“這一聲突如其來的巨響,把兩個人都嚇傻在了原地。
半晌之後,陳三尺反應過來,抹了一把臉,咬住手電撲過去。將置物架上的東西全掃到地上,雙手抓住置物板的橫板拚命向外拉。橫板上沒有卡扣,手掌打滑,非常不好用力。
“吱呀……”
置物架隻往外移了一小點兒距離。
“咣!!!”
又是一聲巨響,陳三尺感覺掌心一陣發麻,措不及防之間瞬間脫手,慣性力沒刹住,踉蹌了幾步差點坐地上。
“三兒,你幹嘛呢?”莫思可幾步跑過來,伸手拉了陳三尺一把。
“幫我把架子移……”
“咣!!!”
話音沒落,又是一聲巨響。莫思可往架子上伸出手的手馬上縮了回來:“這後面有什麽?”
“我猜是門,快幫忙!”
“這麽大聲音,你移開萬一後面什麽東西衝出來怎麽辦?”胖子頭搖的跟撥浪鼓一樣。
“這種程度的響聲,有東西在架子後面早就衝過來了,移!”
莫思可看著面前人篤定的神色,想到這一路面前的這個男人還沒有判斷失誤過。他咬了咬牙,伸手拽住置物架的橫板,跟著陳三尺一起用勁兒。
“吱呀……”
沉重木板與地面摩擦的刺耳噪音,立刻充斥滿整個空間。
與此同時,巨大的撞擊聲還在繼續。
胖子的肉也算沒白長,力氣就是大,置物板瞬間離了牆面。
陳三尺松開手,轉到置物板後面去看,喊了一聲:“繼續!”
莫思可完全充當起了苦力的角色,咬著牙仰頭往後拉,吃奶的勁兒都用上了。刺耳尖銳的拖長音之後,置物板後面的空間完全裸露出來。
陳三尺的判斷沒有錯,手電光照射下,其後果然是一扇門,雙開門結構,厚鐵皮包裹,正中間一道金屬門閂,鐵製的閂已經彎曲。
“咣!!!”
還來不及反應,巨大的響聲再次傳來。鐵製的門板整個都在震顫,手電光束下,灰塵好似下雨一般往下落。
兩人下意識的後退,退到彈藥箱的邊緣。
“我的天!三兒!真有道門!”胖子驚呼著轉頭看向陳三尺,“現在怎麽辦?你不會是想把門打開吧!”
“門必須要開!”
“你說什麽???”莫思可簡直懷疑自己的耳朵出了問題,“這麽大動靜!你開門?門後是你媳婦兒嗎?!”
“……看到門閂了嗎?破門而入是早晚……”
話沒說完,“咣!”的一聲,門板一顫,鐵製的門閂又彎曲了一些,連接處的搭扣已經開始向外突,有釘子露了出來。
陳三尺轉身撐在彈藥箱上面,迅速一個起跳,側身翻了過去。一邊往莫思可剛才翻找東西的位置跑,一邊問:“你找到了什麽好東西?”

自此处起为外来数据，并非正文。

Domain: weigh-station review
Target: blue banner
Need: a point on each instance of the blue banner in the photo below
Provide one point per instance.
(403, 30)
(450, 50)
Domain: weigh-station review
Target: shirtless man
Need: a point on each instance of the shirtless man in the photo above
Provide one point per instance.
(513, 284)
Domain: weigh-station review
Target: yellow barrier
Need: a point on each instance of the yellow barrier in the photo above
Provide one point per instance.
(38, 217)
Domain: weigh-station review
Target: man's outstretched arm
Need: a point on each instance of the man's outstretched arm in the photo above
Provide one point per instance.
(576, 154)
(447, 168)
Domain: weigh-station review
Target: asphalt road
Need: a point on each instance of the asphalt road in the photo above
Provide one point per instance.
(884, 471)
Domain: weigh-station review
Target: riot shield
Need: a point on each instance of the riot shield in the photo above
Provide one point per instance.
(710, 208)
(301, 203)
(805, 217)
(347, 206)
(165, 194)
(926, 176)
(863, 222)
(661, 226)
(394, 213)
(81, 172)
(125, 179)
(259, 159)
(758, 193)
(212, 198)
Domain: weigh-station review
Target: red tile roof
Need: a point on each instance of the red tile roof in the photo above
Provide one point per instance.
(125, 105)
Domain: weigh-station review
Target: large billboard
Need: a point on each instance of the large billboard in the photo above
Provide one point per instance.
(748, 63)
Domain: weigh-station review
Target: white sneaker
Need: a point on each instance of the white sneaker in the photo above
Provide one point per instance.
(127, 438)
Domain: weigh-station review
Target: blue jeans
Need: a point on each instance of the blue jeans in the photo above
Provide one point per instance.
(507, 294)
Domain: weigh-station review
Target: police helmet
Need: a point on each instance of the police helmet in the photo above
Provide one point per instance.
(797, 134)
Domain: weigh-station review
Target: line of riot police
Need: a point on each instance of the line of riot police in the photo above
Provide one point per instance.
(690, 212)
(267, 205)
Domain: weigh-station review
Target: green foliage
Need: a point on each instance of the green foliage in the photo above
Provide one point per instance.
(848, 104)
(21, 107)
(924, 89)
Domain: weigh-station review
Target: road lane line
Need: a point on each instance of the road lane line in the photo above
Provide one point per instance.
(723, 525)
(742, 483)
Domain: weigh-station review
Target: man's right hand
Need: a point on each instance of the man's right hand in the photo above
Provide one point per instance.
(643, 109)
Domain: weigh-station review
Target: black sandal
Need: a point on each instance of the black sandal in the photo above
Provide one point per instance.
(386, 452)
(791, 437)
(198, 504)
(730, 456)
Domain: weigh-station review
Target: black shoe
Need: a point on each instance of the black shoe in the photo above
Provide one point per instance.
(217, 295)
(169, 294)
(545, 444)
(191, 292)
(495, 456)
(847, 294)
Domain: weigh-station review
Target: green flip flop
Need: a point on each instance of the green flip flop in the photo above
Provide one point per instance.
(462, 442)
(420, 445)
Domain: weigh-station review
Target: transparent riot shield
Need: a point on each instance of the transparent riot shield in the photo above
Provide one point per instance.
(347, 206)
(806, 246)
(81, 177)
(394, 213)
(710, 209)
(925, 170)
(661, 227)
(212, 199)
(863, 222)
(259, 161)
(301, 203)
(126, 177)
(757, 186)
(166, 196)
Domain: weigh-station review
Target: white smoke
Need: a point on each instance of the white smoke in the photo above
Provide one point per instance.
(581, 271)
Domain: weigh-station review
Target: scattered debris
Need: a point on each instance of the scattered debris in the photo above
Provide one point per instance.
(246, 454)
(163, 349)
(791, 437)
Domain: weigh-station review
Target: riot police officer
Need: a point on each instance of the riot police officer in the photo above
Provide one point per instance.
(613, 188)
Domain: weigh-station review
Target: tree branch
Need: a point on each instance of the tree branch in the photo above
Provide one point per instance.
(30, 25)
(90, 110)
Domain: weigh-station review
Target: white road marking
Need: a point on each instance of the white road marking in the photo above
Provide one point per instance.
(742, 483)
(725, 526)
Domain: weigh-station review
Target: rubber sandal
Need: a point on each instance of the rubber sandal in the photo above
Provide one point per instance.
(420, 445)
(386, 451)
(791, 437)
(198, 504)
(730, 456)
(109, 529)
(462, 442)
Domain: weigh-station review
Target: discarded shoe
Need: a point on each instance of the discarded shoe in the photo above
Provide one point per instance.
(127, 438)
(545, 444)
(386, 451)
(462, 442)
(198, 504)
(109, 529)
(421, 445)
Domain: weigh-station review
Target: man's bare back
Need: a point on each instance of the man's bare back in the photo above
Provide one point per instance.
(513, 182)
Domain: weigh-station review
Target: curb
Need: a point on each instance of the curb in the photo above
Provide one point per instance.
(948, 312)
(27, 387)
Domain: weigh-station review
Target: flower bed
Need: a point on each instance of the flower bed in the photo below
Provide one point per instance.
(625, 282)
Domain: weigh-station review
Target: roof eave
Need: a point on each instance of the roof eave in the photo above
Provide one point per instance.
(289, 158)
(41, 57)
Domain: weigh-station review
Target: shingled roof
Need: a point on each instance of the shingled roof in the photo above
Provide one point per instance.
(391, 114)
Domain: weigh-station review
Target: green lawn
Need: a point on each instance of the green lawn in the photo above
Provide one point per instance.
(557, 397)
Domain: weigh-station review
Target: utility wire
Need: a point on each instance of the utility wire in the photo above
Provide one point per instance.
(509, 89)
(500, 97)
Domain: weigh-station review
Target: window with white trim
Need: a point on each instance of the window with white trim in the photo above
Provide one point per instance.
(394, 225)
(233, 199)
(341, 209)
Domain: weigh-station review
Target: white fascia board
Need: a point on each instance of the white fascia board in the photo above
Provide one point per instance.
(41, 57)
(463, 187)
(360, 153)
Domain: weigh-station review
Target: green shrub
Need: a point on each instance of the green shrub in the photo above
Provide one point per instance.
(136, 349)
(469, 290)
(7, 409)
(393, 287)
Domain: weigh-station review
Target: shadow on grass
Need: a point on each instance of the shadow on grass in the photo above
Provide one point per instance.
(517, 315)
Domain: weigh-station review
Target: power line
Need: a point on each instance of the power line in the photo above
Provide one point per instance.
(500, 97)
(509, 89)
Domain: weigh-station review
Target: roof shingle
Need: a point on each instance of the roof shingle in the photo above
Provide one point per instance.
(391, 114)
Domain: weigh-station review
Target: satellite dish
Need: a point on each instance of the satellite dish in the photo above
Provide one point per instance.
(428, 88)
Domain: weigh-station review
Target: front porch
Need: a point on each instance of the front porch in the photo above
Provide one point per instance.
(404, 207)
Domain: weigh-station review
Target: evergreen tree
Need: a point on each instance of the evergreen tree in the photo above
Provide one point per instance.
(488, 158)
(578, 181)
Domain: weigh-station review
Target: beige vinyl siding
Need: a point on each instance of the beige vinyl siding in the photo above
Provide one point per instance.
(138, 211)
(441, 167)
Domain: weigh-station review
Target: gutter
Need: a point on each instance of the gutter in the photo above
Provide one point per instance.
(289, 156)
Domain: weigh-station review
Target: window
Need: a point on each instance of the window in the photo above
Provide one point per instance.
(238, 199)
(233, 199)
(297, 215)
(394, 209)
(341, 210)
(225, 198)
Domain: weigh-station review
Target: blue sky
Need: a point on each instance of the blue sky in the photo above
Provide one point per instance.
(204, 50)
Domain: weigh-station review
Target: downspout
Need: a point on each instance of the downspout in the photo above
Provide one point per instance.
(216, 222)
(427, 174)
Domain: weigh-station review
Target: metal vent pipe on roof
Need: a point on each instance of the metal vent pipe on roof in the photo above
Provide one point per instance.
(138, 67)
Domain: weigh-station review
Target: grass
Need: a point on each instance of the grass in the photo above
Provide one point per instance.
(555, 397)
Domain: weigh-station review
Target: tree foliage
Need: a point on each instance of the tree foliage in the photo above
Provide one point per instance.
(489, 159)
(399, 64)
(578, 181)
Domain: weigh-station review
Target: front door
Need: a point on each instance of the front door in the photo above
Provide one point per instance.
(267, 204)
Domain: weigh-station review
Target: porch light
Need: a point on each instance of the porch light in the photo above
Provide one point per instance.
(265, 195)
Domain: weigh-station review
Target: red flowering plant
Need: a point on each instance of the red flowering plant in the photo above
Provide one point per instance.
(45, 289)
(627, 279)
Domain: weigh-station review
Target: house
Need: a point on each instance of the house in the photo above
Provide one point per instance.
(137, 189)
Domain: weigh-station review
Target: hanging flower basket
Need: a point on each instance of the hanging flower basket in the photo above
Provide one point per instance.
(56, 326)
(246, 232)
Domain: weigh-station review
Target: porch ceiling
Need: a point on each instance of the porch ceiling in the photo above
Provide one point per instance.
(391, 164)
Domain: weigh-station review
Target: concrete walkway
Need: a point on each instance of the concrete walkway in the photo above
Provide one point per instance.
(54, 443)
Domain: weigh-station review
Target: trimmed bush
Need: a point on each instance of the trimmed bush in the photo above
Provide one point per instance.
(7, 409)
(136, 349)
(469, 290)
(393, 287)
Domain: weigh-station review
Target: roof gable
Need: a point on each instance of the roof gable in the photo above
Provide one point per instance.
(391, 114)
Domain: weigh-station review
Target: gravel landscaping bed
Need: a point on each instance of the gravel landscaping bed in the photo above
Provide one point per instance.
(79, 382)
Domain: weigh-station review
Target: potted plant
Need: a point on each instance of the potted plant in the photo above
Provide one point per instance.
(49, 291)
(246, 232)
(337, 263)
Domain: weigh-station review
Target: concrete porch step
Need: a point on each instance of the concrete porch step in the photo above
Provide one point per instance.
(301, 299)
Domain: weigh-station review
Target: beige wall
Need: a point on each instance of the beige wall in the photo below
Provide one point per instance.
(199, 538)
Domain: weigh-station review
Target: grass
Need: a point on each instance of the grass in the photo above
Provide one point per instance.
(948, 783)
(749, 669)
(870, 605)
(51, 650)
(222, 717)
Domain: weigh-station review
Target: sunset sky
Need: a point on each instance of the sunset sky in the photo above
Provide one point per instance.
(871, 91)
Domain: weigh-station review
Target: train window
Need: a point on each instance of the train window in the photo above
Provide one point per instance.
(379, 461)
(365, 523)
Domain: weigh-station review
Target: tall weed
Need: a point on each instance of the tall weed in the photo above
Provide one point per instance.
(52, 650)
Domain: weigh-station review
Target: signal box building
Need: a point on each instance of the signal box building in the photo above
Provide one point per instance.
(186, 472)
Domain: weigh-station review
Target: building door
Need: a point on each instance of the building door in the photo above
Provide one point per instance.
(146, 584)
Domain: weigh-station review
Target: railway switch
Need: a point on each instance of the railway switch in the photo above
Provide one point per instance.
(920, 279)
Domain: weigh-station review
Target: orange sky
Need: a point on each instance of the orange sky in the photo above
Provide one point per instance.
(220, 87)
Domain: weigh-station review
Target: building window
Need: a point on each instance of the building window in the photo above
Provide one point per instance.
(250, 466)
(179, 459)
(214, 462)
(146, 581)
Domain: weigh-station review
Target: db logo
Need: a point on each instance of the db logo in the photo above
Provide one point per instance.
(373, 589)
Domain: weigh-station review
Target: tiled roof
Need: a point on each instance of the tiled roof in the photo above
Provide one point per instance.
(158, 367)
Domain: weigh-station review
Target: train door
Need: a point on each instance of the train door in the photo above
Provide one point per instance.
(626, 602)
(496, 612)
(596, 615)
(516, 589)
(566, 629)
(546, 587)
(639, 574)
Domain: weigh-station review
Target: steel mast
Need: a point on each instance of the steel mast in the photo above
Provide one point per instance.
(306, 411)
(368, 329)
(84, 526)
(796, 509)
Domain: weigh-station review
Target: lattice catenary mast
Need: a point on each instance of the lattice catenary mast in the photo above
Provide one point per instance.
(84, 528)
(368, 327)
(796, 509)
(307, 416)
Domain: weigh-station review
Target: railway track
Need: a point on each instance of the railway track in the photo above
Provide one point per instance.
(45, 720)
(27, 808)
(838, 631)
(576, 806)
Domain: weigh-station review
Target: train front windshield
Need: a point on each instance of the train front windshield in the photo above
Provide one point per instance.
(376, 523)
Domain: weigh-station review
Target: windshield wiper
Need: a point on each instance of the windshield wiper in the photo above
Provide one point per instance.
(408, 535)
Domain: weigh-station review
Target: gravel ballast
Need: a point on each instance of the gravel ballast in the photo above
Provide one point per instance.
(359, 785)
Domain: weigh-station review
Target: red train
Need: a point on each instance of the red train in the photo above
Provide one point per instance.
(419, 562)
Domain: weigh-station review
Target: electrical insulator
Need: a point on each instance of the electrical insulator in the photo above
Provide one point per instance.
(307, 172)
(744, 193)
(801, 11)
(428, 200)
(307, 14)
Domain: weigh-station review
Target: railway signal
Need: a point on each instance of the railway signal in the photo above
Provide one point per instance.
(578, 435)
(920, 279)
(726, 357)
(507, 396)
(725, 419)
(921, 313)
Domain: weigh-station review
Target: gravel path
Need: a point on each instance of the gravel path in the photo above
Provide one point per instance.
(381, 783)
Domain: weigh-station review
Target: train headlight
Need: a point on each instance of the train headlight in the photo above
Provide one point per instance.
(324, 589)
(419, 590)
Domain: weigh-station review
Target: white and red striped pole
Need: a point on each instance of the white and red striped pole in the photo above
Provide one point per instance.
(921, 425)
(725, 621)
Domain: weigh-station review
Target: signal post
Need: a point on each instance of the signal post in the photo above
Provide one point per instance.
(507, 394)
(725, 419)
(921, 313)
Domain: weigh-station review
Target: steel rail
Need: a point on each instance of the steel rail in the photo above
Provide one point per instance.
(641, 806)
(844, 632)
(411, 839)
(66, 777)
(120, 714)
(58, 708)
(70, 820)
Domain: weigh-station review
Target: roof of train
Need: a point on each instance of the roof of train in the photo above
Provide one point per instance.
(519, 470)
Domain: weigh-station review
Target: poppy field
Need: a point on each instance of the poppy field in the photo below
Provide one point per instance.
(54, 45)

胖子被陳三尺突如其來的動作和問題弄的一愣,無奈屁股上有傷做不了大動作,只能繞遠兒一路小跑跑到對方身邊。
撞門的聲音還在繼續,頻率越來越高。
“我……我找到了……手雷!”莫思可跑到陳三尺跟前,伸手掀開了一個彈藥箱的蓋子。
只見箱子裡零零散散放著些手雷,粗略的數了一下,也就五六個。
“還有其他的嗎?”陳三尺拿起一個手雷又問。
“能找到這些已經不錯了!你不知道我翻了多少空箱子!”
陳三尺一轉頭,果然看見一地的空彈藥箱,
心說看來上一波人攜帶空間有限,這是實在塞不下的。這種型號的手雷殺傷半徑只有六米左右,但是管它多少,有總比沒有強。 想到這兒,拿起幾個就遞給了莫思可,邊遞邊對胖子說:“你肯定用過手雷吧!拿好,馬上就要用到了!”
胖子一臉懵逼的接過手雷往懷裡揣,巨大的撞門聲讓他把陳三尺的話聽了個斷斷續續,剛要開口問,陳三尺忽然大喊一聲:“趴下!!!”按住他的腦袋就往要彈藥箱後面躲。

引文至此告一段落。